Media in its many forms is a part of the modern world. As such, it can be a great tool to use within modern worship services, but it can also be a great distraction within a worship service, just as it can be a distraction in any context when it is not used within proper boundaries. People from different generations or different denominations will have varying opinions as to the role that media should play within our worship. There is no way to achieve total unity of opinion on this topic, but there are some biblical guidelines to consider that may help us define the role that media can fill within the context of a worship service.
God instructed the Israelites to not worship in the same manner or location as the pagans (Deuteronomy 12:1–5). They had specific ways and restrictions in which they were allowed to worship and approach God. There was a veil in the temple that only the high priest could pass through once a year to reach God in the Holy of Holies. When Jesus was crucified and died, the veil in the temple was torn in half from the top down, symbolizing a shift in our access to God (Matthew 27:51). We are now able to worship God in spirit and truth and draw near to His throne with confidence at any time (John 4:23; Hebrews 4:16).
The New Testament describes some of the ways the early church worshiped:
Prayed (1 Corinthians 14:15–16),
Sang (Ephesians 5:19),
Gave offerings (1 Corinthians 16:2),
Read the Scriptures (Colossians 4:16), and
Took communion, the Lord's Supper (Acts 20:7).
The early church used whatever they had and found a way to honor God with it. In a similar way, we should use what is available to us and find a way to use it to bring honor to God. This means it is okay for us to utilize modern media such as video clips, PowerPoint presentations, or special songs in our worship services, provided we are using it in a way that enhances the focus on God.

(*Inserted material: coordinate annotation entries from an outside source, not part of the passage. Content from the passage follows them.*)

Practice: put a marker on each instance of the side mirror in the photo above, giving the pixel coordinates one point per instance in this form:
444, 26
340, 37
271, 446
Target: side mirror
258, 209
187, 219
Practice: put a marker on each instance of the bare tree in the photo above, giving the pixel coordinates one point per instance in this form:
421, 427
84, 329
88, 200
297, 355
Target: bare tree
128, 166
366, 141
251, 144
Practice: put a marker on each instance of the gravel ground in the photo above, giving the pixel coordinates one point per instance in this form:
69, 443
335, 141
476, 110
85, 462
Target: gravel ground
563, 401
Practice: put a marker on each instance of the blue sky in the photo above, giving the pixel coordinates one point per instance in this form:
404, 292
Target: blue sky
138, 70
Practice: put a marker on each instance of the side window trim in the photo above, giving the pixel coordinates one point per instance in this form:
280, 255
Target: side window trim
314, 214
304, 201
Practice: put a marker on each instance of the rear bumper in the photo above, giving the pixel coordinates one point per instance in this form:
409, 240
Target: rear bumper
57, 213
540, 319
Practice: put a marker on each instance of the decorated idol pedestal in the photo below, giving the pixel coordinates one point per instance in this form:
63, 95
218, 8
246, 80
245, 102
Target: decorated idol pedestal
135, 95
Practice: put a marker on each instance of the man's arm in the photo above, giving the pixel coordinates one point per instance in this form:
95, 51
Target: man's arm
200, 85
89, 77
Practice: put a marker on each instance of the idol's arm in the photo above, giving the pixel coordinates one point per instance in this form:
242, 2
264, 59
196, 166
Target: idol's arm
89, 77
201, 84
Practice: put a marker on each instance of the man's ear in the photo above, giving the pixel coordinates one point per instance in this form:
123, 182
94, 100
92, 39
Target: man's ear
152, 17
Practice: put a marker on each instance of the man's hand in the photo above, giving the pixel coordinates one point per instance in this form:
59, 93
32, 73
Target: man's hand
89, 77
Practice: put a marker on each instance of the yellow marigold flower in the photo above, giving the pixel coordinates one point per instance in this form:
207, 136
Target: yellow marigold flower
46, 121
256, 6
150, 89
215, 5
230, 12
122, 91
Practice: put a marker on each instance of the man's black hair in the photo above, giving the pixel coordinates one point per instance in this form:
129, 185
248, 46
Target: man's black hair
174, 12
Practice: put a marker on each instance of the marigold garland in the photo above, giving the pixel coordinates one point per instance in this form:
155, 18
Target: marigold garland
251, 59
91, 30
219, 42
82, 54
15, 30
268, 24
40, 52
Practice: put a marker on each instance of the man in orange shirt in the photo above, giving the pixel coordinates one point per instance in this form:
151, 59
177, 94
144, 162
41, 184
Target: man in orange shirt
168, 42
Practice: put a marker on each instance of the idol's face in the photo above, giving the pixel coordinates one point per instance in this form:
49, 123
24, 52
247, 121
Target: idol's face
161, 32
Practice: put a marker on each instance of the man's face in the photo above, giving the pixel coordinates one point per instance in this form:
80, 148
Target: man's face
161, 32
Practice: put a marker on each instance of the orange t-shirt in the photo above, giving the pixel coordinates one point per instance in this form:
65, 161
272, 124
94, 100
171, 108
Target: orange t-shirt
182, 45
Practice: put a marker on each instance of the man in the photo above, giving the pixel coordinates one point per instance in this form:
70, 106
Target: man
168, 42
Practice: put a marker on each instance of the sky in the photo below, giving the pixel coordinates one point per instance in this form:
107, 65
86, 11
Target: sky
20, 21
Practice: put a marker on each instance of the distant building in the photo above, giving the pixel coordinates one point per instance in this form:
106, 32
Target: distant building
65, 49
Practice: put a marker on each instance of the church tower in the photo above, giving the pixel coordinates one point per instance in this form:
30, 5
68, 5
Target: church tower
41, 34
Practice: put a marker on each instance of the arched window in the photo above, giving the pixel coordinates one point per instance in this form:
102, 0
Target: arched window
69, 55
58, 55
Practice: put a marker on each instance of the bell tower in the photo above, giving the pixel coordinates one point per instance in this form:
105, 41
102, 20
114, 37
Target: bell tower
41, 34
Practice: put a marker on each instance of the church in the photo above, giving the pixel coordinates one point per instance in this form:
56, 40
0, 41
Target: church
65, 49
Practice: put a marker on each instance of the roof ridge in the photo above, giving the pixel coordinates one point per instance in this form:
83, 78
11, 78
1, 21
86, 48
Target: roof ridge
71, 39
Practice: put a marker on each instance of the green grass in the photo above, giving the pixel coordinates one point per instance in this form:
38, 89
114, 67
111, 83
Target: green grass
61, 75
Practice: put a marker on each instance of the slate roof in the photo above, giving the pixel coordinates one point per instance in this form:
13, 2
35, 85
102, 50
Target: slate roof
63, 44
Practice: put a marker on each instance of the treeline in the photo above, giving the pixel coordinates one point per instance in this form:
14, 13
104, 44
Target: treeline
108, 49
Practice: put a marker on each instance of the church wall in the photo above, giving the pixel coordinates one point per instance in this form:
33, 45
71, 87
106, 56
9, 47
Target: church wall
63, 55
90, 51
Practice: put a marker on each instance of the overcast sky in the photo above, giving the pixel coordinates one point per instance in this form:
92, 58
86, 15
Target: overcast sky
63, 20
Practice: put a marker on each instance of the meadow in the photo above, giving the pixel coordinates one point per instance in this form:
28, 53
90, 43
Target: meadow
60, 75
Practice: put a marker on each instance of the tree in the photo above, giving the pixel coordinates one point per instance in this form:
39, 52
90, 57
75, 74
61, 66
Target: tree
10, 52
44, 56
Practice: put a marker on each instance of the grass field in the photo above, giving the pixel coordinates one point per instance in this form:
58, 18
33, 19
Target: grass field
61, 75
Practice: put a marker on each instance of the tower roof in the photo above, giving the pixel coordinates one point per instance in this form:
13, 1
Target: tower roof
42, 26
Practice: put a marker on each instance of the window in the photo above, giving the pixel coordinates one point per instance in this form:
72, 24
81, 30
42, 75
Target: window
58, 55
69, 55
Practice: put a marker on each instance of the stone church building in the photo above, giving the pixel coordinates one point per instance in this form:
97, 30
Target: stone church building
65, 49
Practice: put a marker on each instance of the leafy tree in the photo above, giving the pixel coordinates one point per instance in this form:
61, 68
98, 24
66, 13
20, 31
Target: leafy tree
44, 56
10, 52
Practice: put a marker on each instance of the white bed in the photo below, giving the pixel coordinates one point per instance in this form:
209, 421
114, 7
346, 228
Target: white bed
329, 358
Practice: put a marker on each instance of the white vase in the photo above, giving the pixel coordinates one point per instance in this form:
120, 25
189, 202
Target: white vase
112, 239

Our worship services should help us to draw near to God, keep our hearts set on faith and hope, and spur us on to good deeds, love, and encouragement of one another (Hebrews 10:19–25). The use of media within worship services should serve the same purposes listed above: draw our focus to God, keep our hearts full of faith and hope, and encourage us to love and do good to one another.
Jesus shared parables, stories that illustrate a point, in many of His teachings (Mark 4:34). In a modern setting, a minister could utilize media in the form of a movie clip, for instance, to exemplify a point he is making. Both parables and any type of media can serve as a means by which people can more easily understand the truths of God's kingdom. The important thing is to choose media that is edifying. If choosing to utilize media clips, make sure that the root source of the clip is not profane or vulgar, so as to not set an unwise example of what type of media is acceptable to consume. While all things may be permissible, not all things are wise (1 Corinthians 10:23–24).
Media does not need to be used in a worship service, but things like having the words to the songs or the Bible reference being used projected on the screen can be helpful. On the other hand, asking congregants to bring their Bibles or look at the references in a Bible provided in the pews might be seen as beneficial in encouraging people to read the Bible for themselves. Different people will have different opinions on what type of media is useful and what type of media is distracting. Open conversation and seeking compromise with one another and wisdom from the Lord should help churches having a difference of opinion within their membership. Above all, "make every effort to keep the unity of the Spirit through the bond of peace" (Ephesians 4:3, NIV).
The use of media should by no means be prohibited, but the main thing is to ensure that the media is not being used in a way that would detract from the worship of God. When utilizing media in a worship service, ask: What is the motive behind using it? Does it enhance the worship or serve to illustrate a point during the sermon? If so, by all means include it. But, on the other hand, does it distract from the purpose it was intended to enhance? Take a pause and reconsider. Media should not be used to make a church appear more "relevant" or "trendy" or to manufacture a specific emotion. Instead, media should be utilized in a functional way to serve a useful purpose within the service and point people to God.